The auditorium at the state college was packed. I sat with my girlfriend in a front row seat off to the left of center stage. It was 1973, and I was excited. My poems were flowing with what I was sure was a never ending regularity. I was in love. I had just given my first public reading. What more natural thing to do than to go and hear Louis and Allen Ginsberg read?
We sat politely through the father’s reading. I’m sure that I don’t remember a line but I applauded. In retrospect, the old man must have felt a mixture of pride and embarrassment while the audience waited for him to finish do that they could hear his son. Louis had written regular verse for the now defunct Paterson Morning and Paterson Evening News. I remember thinking what kind of a poet wrote for a 3rd rate newspaper?

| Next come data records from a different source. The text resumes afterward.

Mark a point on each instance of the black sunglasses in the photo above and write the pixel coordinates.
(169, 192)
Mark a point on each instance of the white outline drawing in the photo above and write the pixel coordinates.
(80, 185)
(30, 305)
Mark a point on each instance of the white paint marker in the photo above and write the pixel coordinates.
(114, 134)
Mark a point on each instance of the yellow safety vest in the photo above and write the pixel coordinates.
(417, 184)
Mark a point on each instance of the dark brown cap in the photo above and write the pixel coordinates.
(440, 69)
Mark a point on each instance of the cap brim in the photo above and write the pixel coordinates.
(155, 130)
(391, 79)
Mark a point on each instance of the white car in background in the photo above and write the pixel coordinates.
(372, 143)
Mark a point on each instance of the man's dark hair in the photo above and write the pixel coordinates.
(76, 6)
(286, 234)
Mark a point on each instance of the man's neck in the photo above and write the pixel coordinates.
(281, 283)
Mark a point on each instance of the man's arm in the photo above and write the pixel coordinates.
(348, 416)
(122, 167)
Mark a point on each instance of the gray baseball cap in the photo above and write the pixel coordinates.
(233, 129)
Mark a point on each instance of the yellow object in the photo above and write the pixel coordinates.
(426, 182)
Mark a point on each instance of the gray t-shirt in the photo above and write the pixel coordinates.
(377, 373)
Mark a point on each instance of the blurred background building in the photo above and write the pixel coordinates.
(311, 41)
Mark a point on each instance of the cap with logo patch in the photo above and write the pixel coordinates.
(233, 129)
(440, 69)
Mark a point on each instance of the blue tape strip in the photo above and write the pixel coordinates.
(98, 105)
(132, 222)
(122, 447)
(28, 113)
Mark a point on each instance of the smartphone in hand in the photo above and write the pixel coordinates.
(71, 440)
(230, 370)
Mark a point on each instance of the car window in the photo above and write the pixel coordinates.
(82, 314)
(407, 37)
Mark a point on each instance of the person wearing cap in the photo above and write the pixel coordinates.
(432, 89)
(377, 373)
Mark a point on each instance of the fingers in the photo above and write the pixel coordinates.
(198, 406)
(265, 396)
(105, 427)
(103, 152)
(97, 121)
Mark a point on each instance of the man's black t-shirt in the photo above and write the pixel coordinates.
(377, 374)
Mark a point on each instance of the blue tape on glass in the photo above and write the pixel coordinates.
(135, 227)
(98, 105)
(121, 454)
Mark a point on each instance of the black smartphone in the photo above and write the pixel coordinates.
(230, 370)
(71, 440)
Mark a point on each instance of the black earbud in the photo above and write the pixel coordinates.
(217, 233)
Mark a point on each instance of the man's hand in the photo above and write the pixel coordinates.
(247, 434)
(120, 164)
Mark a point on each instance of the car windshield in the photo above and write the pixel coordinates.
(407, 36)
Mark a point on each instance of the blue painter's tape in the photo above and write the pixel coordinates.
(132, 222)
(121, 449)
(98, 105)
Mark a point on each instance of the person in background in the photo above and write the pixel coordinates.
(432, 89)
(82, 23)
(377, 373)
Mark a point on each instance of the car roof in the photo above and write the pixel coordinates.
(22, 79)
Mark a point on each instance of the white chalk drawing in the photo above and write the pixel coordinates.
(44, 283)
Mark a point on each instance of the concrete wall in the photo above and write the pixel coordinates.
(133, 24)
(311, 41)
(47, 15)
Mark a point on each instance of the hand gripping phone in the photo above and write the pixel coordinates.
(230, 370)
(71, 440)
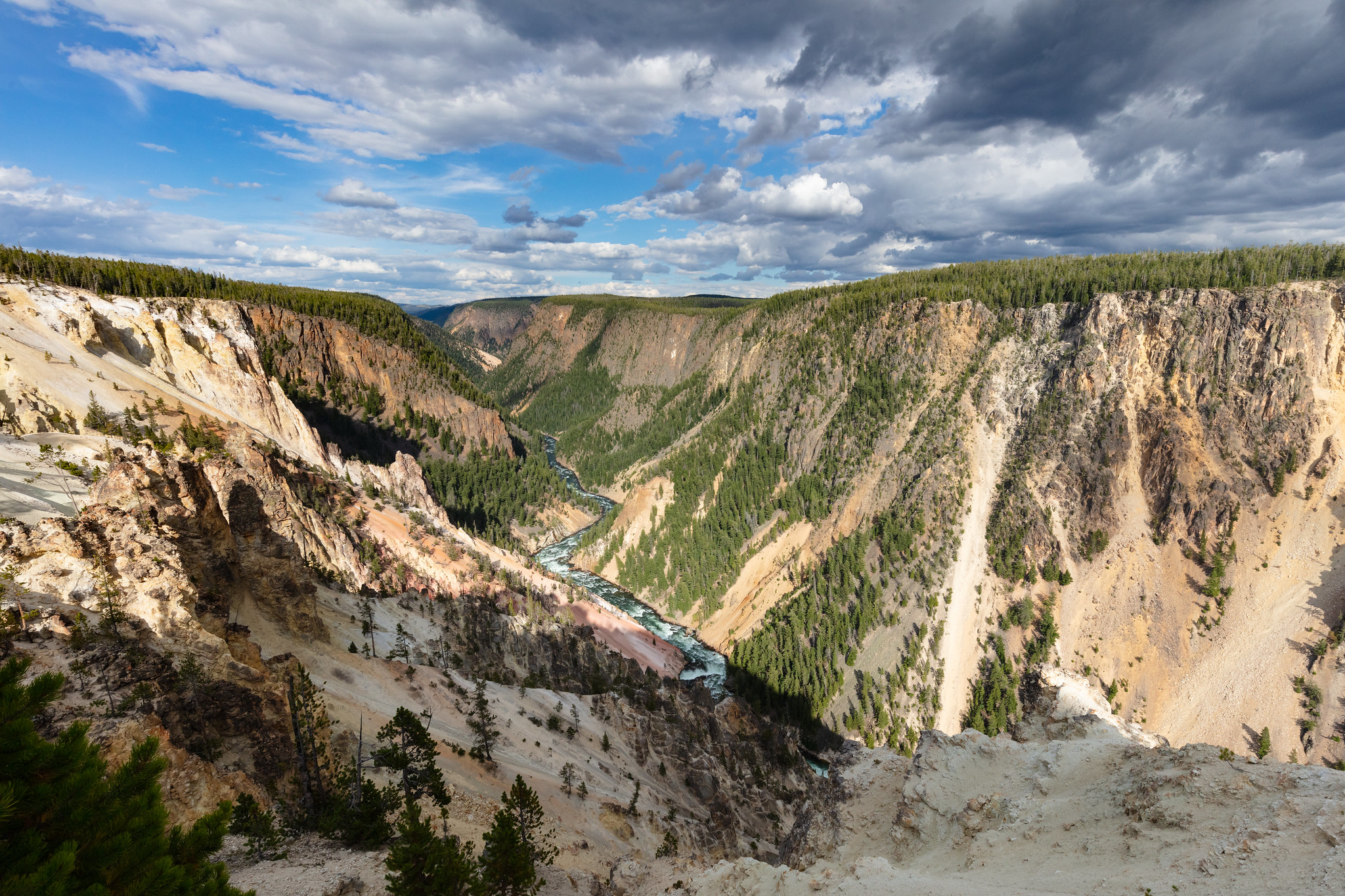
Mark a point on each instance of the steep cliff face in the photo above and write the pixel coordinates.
(1078, 809)
(491, 326)
(892, 481)
(65, 349)
(338, 360)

The Dean of Humanities at Montclair State introduced Allen. The audience stood for the dark haired, paunchy, bespectacled man who said when he reached the microphone, “I wanted to come here to read because my brother attended this college for four years and never got laid.” We laughed hard as the flustered Dean tried to be gracious. We forever bookmarked Montclair State as a place where no one had sex.

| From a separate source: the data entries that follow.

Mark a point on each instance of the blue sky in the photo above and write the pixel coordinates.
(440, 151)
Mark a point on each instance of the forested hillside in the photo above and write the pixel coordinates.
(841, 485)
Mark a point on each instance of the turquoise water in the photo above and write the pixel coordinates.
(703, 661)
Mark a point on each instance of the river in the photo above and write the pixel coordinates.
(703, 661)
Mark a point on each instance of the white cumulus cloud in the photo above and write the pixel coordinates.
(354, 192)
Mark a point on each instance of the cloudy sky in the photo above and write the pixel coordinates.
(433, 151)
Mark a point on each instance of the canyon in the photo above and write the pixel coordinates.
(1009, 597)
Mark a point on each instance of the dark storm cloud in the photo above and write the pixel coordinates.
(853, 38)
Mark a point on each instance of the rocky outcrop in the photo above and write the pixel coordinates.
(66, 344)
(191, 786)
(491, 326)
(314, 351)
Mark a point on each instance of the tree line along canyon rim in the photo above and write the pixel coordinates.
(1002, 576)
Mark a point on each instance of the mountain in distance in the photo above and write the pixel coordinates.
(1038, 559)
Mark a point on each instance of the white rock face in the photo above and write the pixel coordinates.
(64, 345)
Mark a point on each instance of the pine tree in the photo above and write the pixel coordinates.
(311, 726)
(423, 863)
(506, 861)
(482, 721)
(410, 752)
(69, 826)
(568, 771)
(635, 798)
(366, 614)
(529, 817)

His voice was an unearthly thing that came from inside of a different place from what we all have. My girlfriend took hold of my arm. He sang and roared and uncovered the beauty of words with elongated lines that were like enormous breaths of consciousness. He read Howl. He read from the collection of poems that was to become The Fall of America. He sang the songs of William Blake and accompanied himself on a strange looking squeeze box that he said was like the one that Blake had played. He stretched the possibilities of who we could be. He taught us that the war in the Middle East was a battle of the gods. He rode language through the air as if he were an enormous gliding bird floating on the dizzying currents of wind that soared through our canyon. When he was finished, we cheered.
There was a small crowd of people around him on the stage. He was packing his notebooks into a knapsack, slumped forward in a chair with a pile of poems scattered in front of him, a dark shag of hair covering his face. I stood in the center of the ring and spoke in my clearest voice, “I love the way that the language dances for you.” He parted his hair with his hands and looked at my lean body and smooth face. I felt the power of his eyes on me. Then he got up and folded me into his arms and kissed my mouth. He whispered into my ear, “You are a beautiful boy.”
My mind and body went into shock. I wanted to squeeze my girlfriend’s breasts and feel the rhythm of her hips beneath me. But a famous poet thought that I was beautiful and he must know. All I could say was “thank you.” I waited for him to say something else and I suppose he waited for me or dismissed me as one more well-wisher. I’ll never know.
His words were in my mind. The feeling of his inspiration in my heart, but also the feel of his lips were on my face. She teased me for the rest of the night but knew that I needed to expiate my pettiness with sex before I slept.